On appeal, Hernandez alleges the Board failed to consider material facts, failed to document the necessary preponderance of evidence that he would commit a crime if released, issued a decision contrary to written Board policy, and that a Board member who had a demonstrable personal interest or prejudice participated in the deliberations and otherwise failed to comply with the Board's professional code of conduct.

We apply the same standard to parole decisions as to other agency determinations. Trantino v. N.J. State Parole Bd., 154 N.J. 19, 25 (1998) (Trantino IV). Such decisions "should not be reversed by a court unless found to be arbitrary . . . or an abuse of discretion[.]" Ibid. (citations omitted). The Board's decisions regarding parole are highly individualized, and it has significant discretionary power in making release decisions. Trantino v.
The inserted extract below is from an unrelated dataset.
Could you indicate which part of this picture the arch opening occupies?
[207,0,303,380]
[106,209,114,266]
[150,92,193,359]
N.J. State Parole Bd., 166 N.J. 113, 173 (2001) (Trantino VI). In deciding whether the Board's decision was arbitrary and capricious, the parole denial must be measured against a three-part standard.
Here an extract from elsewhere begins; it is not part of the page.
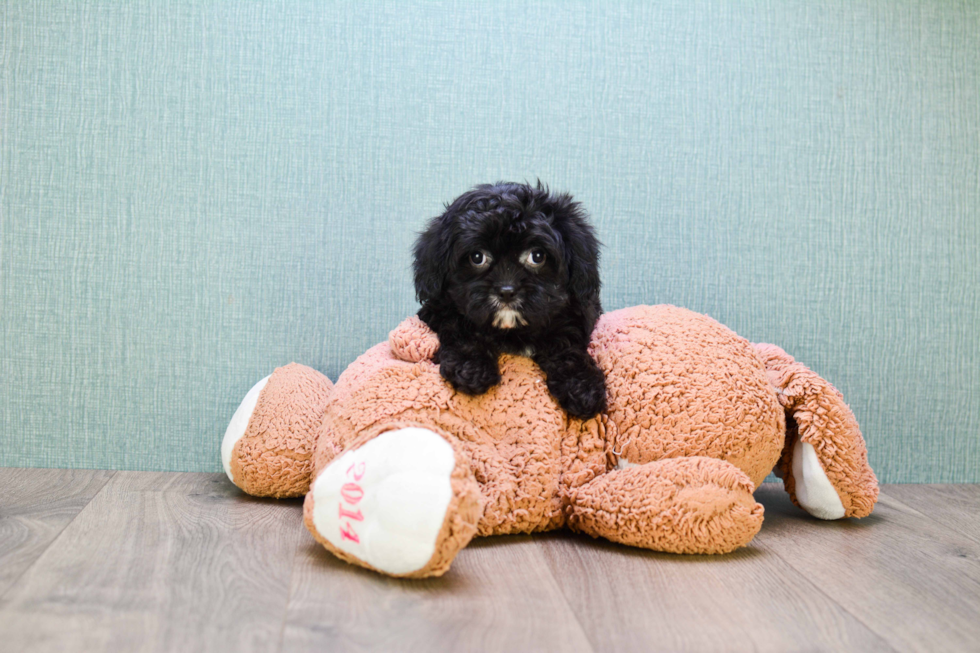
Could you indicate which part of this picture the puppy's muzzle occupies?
[497,285,517,304]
First, we must determine whether the agency's action violated express or implied legislative policy. Trantino IV, supra, 154 N.J. at 24. Second, we must assess whether the record contains substantial evidence to support the agency's decision. Ibid. Finally, we must evaluate whether, in applying the legislative policies to the facts, the agency clearly erred in reaching a conclusion that could not have been reasonably made. Ibid.
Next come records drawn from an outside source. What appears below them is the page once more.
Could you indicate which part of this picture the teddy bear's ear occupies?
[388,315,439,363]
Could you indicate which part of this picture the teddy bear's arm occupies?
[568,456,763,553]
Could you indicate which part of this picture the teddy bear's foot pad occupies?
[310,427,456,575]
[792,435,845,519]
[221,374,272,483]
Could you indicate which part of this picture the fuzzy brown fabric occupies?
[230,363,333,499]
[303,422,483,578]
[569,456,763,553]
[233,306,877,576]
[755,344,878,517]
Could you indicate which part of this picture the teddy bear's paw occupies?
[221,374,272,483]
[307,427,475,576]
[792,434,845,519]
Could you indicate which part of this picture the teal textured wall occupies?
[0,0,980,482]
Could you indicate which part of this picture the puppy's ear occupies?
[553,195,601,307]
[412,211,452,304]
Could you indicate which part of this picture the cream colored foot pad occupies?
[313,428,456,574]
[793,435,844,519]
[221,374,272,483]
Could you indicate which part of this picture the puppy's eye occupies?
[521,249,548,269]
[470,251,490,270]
In our view, within the context of Hernandez's convictions and institutional behavior, the Board's decision accorded with applicable law and legislative policies and was amply supported by substantial evidence. Hernandez disagrees with the conclusions the Board reached; however, that is not a sufficient basis for us to reverse its decision. Neither his psychological nor his risk assessment evaluations, in addition to the statutory factors, were favorable to this parole release and, in fact, the prognosis for reoffense was considered high. In all respects, the record supports the Board's decision to deny parole and impose the twenty-seven-month FET.

We also note Hernandez contends a panel member was prejudiced against him because he was asked if he killed his victim as part of a gang initiation. The record does not support this version of the question. Rather, the panelist pressed Hernandez for the reasons he killed his victim after he was initially unable to articulate a response. The record simply does not bear out Hernandez's factual basis for the claim that a panel member acted with bias or prejudice in deciding his case.

Although not entirely clear, Hernandez also contends a panel member failed to comply with the professional code of conduct because of the discussion regarding his refusal to participate in a drug program. Hernandez asserted he did not perceive himself to be a drug addict any longer. The questions posed by all the panel members were well within the realm of their responsibilities in determining the facts prior to deciding parole and calculating the FET and did not reflect any impropriety.

The Board's decision was amply supported by substantial credible evidence on the record. We perceive no basis for a downward adjustment. See N.J.A.C. 10A:71-3.11(a),(b). Predictions about an inmate's future behavior are indeed fraught with subjectivity, mandating broad discretion in the Board's decision-making process. Puchalski v. N.J. State Parole Bd., 104 N.J. Super. 294, 300 (App. Div.), aff d, 55 N.J. 113 (1969), cert. denied, 398 U.S. 938, 90 S. Ct. 1841, 26 L. Ed. 2d 270 (1970). The Board exercised its legislative mandate properly. The decision was reasonable, and not arbitrary and capricious as Hernandez alleges.

Affirmed.

1 This was actually the fourth occasion that Hernandez had become eligible for parole, having served approximately twelve years and nine months of his sentence. The matter was referred directly to the panel because his conviction was for aggravated manslaughter. See N.J.A.C. 10A:71-3.15(b).

2 Because Hernandez's offense was committed in 1996, the prior standard for parole is applicable. See L. 1979, c. 441, 9 (not amended until L. 1997, c. 213, 1).